Business and Tax Data

Protecting Business and Tax Data: Special Issues and Applications

Business and tax data are among the most sensitive data collected by government agencies and researchers. These data often contain highly skewed variables that can be at risk for disclosures. For example, if given actual total payroll on manufacturers in the airline industry, it may be relatively easy to identify Boeing; it is the record with the largest payroll. Furthermore, businesses and individuals understandably want to guard the privacy of this information. For example, private companies do not want their competition to know the amounts they spend on marketing, research and development, payroll, etc., as this might compromise their business practice. And, individuals may be reluctant for others to learn their salaries or total incomes.

If data collectors disseminated business and tax data in ways that resulted in harm to businesses and individuals, data subjects might not be willing to provide their data. This would damage government's ability to make economic policy and reduce researchers' opportunities to analyze economic data. Thus, most business and tax data, if released at all (in fact, there are no public use business micrdata available in the U.S.), are altered before release.

Nearly all the typical alteration strategies are applied on business and tax data; see the Methods tab at the top of this page for explanation of the methods. Below are links to illustrative applications of confidentiality protections on business and tax data. This list is by no means exhaustive, but it does illustrate the techniques typically used to protect these data.

Aggregation in the County Business Patterns (CBP)
Business and tax microdata are frequently aggregated for public use. This link to the CBP, released by the Census Bureau, illustrates how establishments' payroll and employee size are aggregated to create public use tables.

Noise addition in the Commodity Flow Survey (CFS)
This paper illustrates how noise can be added to underlying economic microdata when the released data are tabular. The CFS is released by the Census Bureau.

Noise addition and Synthetic Data in the Longitudinal Employer-Household Dynamics (LEHD) Program
This presentation provides an example of adding noise and using synthetic data in establishment-level data. The LEHD program is run by the Census Bureau.

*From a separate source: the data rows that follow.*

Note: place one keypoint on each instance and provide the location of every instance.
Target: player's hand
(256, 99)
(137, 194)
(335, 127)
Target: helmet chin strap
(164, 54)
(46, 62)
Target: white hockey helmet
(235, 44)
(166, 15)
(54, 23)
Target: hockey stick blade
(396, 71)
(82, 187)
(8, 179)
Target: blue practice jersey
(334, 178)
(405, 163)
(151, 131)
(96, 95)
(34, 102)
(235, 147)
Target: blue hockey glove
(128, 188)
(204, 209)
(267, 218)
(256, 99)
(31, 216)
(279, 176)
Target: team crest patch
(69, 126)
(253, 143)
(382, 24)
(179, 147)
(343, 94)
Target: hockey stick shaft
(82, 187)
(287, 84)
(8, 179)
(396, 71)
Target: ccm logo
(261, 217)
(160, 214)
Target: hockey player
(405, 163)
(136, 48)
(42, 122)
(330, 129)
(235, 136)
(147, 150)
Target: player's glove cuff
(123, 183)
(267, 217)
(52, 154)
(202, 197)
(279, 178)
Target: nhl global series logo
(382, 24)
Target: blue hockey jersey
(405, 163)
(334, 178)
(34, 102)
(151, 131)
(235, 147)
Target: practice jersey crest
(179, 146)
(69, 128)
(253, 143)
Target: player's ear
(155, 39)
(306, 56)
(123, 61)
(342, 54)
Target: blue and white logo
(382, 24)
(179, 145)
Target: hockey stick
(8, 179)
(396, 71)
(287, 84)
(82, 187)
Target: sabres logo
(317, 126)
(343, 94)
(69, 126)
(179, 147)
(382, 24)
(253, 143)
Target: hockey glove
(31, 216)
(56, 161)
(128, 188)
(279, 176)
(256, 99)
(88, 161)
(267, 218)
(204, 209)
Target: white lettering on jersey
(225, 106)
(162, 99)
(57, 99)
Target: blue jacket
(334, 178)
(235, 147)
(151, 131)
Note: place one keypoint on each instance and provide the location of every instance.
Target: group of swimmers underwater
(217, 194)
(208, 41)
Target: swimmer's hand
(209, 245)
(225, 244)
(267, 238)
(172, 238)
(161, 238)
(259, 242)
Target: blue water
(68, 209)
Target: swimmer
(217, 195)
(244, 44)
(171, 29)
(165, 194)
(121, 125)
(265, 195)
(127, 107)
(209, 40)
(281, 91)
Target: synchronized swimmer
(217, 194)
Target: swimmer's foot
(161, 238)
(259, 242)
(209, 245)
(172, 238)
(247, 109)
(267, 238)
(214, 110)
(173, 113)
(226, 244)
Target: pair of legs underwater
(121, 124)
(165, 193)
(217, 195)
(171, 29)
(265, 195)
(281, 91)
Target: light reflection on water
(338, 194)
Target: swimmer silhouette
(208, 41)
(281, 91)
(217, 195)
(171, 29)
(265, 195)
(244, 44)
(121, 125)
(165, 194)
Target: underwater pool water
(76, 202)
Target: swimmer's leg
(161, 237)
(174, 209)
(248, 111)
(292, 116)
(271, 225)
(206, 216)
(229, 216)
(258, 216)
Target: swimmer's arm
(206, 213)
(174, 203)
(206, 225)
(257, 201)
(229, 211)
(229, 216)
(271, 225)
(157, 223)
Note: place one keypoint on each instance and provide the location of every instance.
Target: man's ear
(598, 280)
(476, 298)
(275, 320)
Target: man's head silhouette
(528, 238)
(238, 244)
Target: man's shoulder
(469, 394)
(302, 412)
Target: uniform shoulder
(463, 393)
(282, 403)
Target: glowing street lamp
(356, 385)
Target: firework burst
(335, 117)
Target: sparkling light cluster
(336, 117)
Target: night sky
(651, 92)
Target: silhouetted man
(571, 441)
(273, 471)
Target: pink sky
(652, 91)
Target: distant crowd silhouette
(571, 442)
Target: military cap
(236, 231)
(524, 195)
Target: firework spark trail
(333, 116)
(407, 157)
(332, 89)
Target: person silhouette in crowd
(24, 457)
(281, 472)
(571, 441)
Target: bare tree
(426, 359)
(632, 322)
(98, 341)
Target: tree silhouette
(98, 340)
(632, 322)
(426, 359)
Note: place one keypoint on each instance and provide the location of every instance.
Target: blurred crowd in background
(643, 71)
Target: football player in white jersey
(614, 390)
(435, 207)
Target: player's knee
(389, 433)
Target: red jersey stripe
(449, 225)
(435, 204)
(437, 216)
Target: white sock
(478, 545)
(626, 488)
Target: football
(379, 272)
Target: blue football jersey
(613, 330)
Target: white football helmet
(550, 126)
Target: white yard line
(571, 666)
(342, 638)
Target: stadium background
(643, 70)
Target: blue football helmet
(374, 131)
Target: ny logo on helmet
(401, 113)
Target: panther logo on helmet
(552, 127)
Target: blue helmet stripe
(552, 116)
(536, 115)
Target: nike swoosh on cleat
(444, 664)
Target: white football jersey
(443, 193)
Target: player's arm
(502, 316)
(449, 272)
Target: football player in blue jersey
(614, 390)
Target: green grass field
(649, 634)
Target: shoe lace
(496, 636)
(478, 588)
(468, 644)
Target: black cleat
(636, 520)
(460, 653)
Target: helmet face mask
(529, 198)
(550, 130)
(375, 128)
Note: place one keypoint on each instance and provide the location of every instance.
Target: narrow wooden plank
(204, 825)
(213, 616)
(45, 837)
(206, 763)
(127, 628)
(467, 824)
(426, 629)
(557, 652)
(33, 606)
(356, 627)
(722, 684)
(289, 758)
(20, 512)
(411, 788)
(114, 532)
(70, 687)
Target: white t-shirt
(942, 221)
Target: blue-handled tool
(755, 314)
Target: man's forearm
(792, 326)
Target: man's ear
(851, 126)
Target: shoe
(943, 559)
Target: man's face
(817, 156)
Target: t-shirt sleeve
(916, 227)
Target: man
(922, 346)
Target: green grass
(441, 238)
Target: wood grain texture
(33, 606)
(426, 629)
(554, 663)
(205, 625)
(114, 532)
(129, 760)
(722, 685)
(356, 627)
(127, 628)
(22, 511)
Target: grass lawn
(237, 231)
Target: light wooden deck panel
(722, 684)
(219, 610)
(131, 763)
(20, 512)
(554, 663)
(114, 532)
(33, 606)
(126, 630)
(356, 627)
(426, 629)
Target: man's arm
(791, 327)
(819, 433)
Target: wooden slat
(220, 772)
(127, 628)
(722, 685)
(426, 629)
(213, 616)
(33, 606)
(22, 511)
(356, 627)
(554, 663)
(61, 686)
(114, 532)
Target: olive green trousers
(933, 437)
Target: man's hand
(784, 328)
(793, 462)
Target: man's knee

Microaggregation in the Individual Tax Model Public Use File (ITMPUF)
This link is to a paper in the 2002 proceedings of the Joint Statistical Meetings that describes the microaggregation strategy used for the ITMPUF, which is released by the Statistics of Income division of the Internal Revenue Service.

Synthetic data in the Survey of Consumer Finances
The Federal Reserve Board protects sensitive monetary values by replacing them with multiple imputations. This is the first published instance of what is now known as partially synthetic data.

Synthetic data in the Longitudinal Business Database (LBD)
The U.S. Bureau of the Census is developing a partially synthetic public use data set for the LBD. This working paper summarizes some of the initial development.